First, let us try to define what it means for a system to be intelligent. A plausible definition of intelligence could be having the ability to predict the future and then using those predictions to exhibit behavior that is favorable to the agent. I am using the term “favorable behavior” loosely here in that the behavior does not have to entirely come from a “conscious” decision by the agent.

For example, suppose that the agent is a hunter and is trying to catch an animal that it wants to eat. If the agent can accurately predict where the animal is going to be, then the agent is going to have a better chance of catching the animal. The favorable behavior in this case is getting resources (food) that are needed to survive. This behavior is driven by some innate instinct to get food and survive.

A more modern version of predicting the future these days might instead look like trying to predict the price of a stock. For example, if an agent can accurately predict the price of Nvidia stock, then it can place trades (bets against other traders) that will be profitable. In the case of the \(f_\infty\) model, the model is omnipotent, so it knows the answer. Hence, it would win every bet. However, if we are not an omnipotent agent and are limited by the constraints of time, then the agent will have to read through corporate reports and compare trends with historical data to make an “educated guess” about the future stock price. This is conceptually what a human financial analyst does. Here, we say that the agent is acting intelligently because the agent does not have direct access to the future (like \(f_\infty\)) and instead must use its existing sources of knowledge to make an “educated guess.” Hence, the agent must represent their guesses using a probability distribution of potential outcomes:

\(P_{\text{neural}}(\text{nvidia stock closed at \$900 at the end of 2024} | \cdots) = .001 \)
\(\vdots \)
\(P_{\text{neural}}(\text{nvidia stock closed at \$800 at the end of 2024} | \cdots) = .001 \)
\(\vdots \)
\(P_{\text{neural}}(\text{nvidia stock closed at \$600 at the end of 2024} | \cdots) = .001\)

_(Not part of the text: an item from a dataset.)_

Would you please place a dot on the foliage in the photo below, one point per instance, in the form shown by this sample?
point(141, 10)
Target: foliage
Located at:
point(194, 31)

This is in contrast to \(P_\infty(\cdots)\) that knows the correct answer and creates a “distribution” that is entirely peaked at the correct answer:

\(P_{\infty}(\text{nvidia stock closed at \$900 at the end of 2024} | \cdots) = 0\)
\(\vdots \)
\(P_{\infty}(\text{nvidia stock closed at \$875.23 at the end of 2024} | \cdots) = 1\)
\(\vdots\)
\(P_{\infty}(\text{nvidia stock closed at \$700 at the end of 2024} | \cdots) = 0\)

Conclusion

So, in conclusion, Large Language Models are being trained to approximate the “in the limit” \(f_\infty\) function by being trained on the collection of all text. As we build larger LLMs and use more data, we will train neural nets to better approximate \(f_\infty\), which will make the agents appear more intelligent. Because LLMs, like humans, are unable to know the future, they must deal with ambiguity and instead create a distribution of potential outcomes. Hence, LLMs exhibit seemingly intelligent behavior.

Finally, I note that this “in the limit” argument says nothing about what is the optimal architecture or that transformers, or even neural networks, are the best way to approximate \(f_\infty\). Rather, my claim is that there exists a function \(f_\infty\) such that, when approximated well, will result in agents that act intelligently.